The matter comes to a head when they are hired to smuggle a cargo that Randall just cannot in any way justify to himself. And even MGB 1087 seems to feel the same way. The ship is increasingly plagued by engine trouble and responds very sluggishly to her helm. Oddly enough this only seems to happen when contraband of a very dubious nature is aboard her. As soon as the goods are taken ashore she’s her old self again, as reliable and responsive as ever. But how long can this go on? How long can Bill Randall continue to justify to himself the increasingly immoral activities he is involved in? And how long will MGB 1087 continue to ply this unsavoury trade?
The central idea is perhaps rather far-fetched, although it should be noted that it’s never entirely certain that the ship itself is responsible for the troubles that seem to be plaguing her crew. That is certainly implied but it is possible to conclude that what is really happening is that her crew, especially Randall and Birdie, are starting to become careless and unskillful as they become more and more disillusioned and ashamed. In any case the story can be regarded as a sort of seafaring fable rather than a rigorously realistic story. It’s perhaps significant that Nicholas Monsarrat was fascinated by maritime legends such as that of the Flying Dutchman.
Director (and co-writer) Basil Dearden had a long and distinguished career and this movie is another example of his considerable skill. There are some exciting sea sequences, the pacing is taut and Dearden and veteran cinematographer Gordon Dines are able to capture a rather film noirish atmosphere of seediness, moral corruption and tension with shadowy shots mirroring the increasingly shadowy world that Bill Randall is being drawn into. The first half of the film takes place almost exclusively in daylight while the second half is dominated by night scenes and by shadows and fog. It’s all done quite subtly and very effectively, which was always Dearden’s signature.

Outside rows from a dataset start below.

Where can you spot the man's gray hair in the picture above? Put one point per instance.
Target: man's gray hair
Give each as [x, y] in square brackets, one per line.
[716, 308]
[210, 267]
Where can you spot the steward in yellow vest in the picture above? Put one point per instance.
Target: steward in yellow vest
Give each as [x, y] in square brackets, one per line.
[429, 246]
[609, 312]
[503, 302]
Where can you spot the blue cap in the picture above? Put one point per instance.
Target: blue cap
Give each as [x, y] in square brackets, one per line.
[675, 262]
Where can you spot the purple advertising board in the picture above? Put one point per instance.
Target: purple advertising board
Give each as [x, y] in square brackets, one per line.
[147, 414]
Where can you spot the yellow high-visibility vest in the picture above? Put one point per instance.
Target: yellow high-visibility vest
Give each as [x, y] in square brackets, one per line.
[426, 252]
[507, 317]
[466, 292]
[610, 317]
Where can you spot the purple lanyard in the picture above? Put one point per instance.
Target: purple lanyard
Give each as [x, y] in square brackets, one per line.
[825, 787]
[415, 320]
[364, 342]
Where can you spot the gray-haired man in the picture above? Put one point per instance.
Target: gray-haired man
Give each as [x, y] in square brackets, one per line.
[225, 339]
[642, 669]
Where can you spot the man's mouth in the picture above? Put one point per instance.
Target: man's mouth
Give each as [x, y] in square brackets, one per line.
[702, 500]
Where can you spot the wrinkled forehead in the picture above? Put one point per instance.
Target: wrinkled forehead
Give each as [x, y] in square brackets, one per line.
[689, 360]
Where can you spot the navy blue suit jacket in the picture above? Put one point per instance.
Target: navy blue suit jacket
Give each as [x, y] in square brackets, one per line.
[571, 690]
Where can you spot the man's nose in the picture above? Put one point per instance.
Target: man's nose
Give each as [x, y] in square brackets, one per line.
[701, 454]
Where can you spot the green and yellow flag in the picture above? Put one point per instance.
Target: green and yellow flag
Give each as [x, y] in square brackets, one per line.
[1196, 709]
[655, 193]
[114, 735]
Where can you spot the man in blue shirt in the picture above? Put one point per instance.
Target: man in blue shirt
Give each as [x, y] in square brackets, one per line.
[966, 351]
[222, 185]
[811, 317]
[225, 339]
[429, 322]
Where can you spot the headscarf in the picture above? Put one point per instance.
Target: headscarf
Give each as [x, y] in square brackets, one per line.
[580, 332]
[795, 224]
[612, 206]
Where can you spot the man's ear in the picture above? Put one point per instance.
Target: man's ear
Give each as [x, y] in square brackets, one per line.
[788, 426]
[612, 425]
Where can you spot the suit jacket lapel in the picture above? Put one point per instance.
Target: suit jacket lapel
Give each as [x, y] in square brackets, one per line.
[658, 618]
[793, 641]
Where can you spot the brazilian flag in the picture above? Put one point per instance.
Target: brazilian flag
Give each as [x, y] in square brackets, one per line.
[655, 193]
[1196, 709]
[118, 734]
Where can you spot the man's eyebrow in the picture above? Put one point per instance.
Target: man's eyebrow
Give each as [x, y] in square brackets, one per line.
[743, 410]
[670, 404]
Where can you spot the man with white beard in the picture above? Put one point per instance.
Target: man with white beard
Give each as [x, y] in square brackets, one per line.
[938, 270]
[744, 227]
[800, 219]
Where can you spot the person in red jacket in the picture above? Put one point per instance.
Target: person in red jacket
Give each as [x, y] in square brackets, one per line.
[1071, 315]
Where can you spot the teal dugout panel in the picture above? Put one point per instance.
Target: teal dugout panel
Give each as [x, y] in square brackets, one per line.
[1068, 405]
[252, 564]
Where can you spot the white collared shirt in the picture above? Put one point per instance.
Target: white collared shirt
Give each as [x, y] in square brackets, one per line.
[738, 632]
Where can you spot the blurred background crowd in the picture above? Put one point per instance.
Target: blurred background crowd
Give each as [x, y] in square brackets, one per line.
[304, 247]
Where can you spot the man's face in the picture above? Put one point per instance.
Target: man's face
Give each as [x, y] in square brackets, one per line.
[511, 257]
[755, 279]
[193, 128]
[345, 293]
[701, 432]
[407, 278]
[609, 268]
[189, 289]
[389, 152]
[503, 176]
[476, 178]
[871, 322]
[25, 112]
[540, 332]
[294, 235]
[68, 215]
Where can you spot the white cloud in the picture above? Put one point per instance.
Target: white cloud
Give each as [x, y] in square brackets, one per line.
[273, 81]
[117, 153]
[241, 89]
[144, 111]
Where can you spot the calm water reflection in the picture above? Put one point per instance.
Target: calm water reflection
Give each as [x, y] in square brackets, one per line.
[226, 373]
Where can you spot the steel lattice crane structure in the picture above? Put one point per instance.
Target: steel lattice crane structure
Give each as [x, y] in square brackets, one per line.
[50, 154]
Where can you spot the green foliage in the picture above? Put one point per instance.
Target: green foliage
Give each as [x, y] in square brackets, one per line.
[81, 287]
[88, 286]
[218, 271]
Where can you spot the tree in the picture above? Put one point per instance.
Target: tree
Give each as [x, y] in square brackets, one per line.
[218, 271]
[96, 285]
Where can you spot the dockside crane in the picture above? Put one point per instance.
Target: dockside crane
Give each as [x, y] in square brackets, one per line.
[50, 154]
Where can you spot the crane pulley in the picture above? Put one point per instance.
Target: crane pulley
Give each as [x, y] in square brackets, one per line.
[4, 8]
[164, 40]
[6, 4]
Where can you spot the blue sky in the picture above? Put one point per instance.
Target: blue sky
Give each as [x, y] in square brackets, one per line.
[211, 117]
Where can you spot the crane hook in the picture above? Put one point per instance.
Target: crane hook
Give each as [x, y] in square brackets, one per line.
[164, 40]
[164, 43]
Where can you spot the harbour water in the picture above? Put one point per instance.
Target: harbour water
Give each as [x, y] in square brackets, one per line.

This was George Baker’s first major film role and he handles it very confidently. Richard Attenborough was always at his best playing characters with some kind of psychological weakness or failing and he’s in fine form in this movie. Roland Culver is just right for the morass of moral squalor that is Major Fordyce’s personality. Bernard Lee is as solid as ever as a suspicious Customs officer.
The relationship between Randall and Hoskins is a crucial aspect of this movie, with Randall being confidently in command at the beginning but falling more and more into a subordinate position. Randall is basically a decent sort of chap who makes one small false step and finds that he is now on a slippery slide into despair and corruption from which it will be difficult if not impossible to escape.
Optimum’s Region 2 DVD is bereft of extras but looks superb.
The Ship That Died of Shame is not what you would normally expect from Ealing Studios but it’s an original and intriguing story turned into an entertaining and exceptionally well-crafted movie. Highly recommended.